Not surprisingly, Apple was irked at having $450 million (£297m) in patent damages dropped through a 1 March ruling that slashed the $1.05 billion (£692.7m) award it won over Sasmung in August 2012. Now, the Cupertino-based firm has requested that the judge reinstate at least $85 million (£56m) of the stripped damages.
Apple this week moved for a partial reconsideration of Judge Lucy Koh's decision, specifically as it relates to the certain variants of the Samsung Galaxy S2 and US/Canada-only handset the Infuse 4G.

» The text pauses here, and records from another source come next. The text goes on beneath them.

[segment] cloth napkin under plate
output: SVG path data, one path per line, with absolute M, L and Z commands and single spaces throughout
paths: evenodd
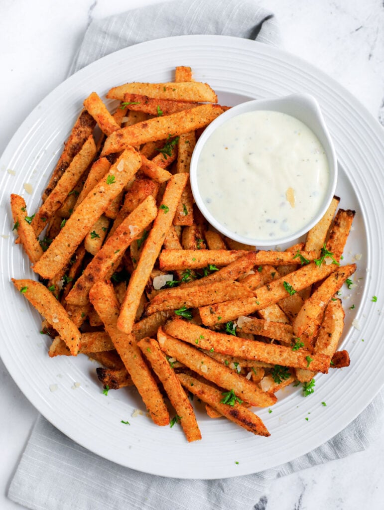
M 92 21 L 70 73 L 139 42 L 202 33 L 279 41 L 273 15 L 254 2 L 181 0 Z M 276 477 L 367 448 L 383 409 L 379 395 L 346 428 L 306 455 L 254 474 L 211 480 L 168 478 L 123 467 L 83 448 L 39 417 L 8 496 L 36 510 L 250 510 L 260 507 L 260 497 Z

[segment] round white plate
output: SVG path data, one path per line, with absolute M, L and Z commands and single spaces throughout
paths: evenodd
M 199 412 L 203 439 L 188 444 L 179 425 L 160 428 L 151 422 L 135 390 L 103 395 L 95 365 L 86 356 L 48 358 L 49 339 L 39 333 L 38 314 L 10 283 L 12 276 L 36 275 L 20 246 L 14 243 L 9 195 L 21 193 L 30 214 L 37 210 L 84 99 L 93 90 L 103 96 L 111 87 L 126 82 L 171 81 L 175 66 L 182 65 L 191 66 L 195 79 L 209 83 L 224 104 L 297 92 L 315 96 L 340 164 L 337 193 L 341 206 L 356 213 L 344 262 L 361 255 L 353 277 L 357 285 L 342 289 L 346 315 L 342 348 L 349 352 L 351 365 L 317 376 L 315 393 L 306 398 L 299 388 L 280 392 L 271 413 L 268 409 L 258 413 L 271 432 L 268 438 Z M 380 289 L 383 161 L 383 132 L 364 108 L 329 77 L 280 50 L 242 39 L 186 36 L 144 43 L 101 59 L 41 103 L 0 160 L 0 354 L 4 363 L 27 398 L 67 436 L 106 458 L 140 471 L 217 478 L 254 472 L 306 453 L 347 425 L 383 383 L 380 371 L 372 368 L 374 360 L 384 356 L 384 316 L 380 314 L 384 299 L 382 285 Z M 32 185 L 32 194 L 24 191 L 24 183 Z M 374 295 L 378 297 L 376 303 L 371 301 Z M 352 305 L 354 309 L 350 310 Z M 352 327 L 353 319 L 360 330 Z M 136 409 L 143 414 L 133 417 Z

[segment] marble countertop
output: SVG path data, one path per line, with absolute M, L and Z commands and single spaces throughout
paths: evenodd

Earlier this month, Judge Koh ordered a new trial on 14 Samsung products and dropped $450,514,650 in damages from the $1.05 billion total.
Apple said that Judge Koh did so because the court believed that some sales of these two smartphones occurred before 15 April, 2011 - the date Apple sued Samsung.
"In fact, Samsung stipulated in the pre-trial order that all sales of the Galaxy S2 and Infuse 4G began after 15 April, 2011," Apple said. "As the court recognised, notice in the complaint gave Apple a right to recover Samsung's profits from sales of these two products after this date."
Specifically, Apple wants back more than $40 million (£26.4m) for the Galaxy S2 and in excess of $44 million (£29m) for the Infuse 4G.
At this point, Samsung is still on the hook for almost $600 million (£396.2m) in damages related to the Galaxy Ace, Galaxy S (i9000), Galaxy S2 (i9100), Galaxy Tab 10.1 Wi-Fi, Galaxy Tab 10.1 4G LTE, and a host of other devices and variants, many of which are specific to the North American market.
Apple and Samsung have been fighting over patents for almost two years now. Both sides have won small victories in courts around the globe, but it was the August 2012 decision out of California that was the biggest setback for Samsung. The Korean phone giant is currently appealing, while also preparing for a similar case in the same court, which is set to kick off sometime next year.
Last month, Samsung failed to get iPhones and iPads banned in Japan, while Apple was thwarted in its bid to get Samsung products banned in the US.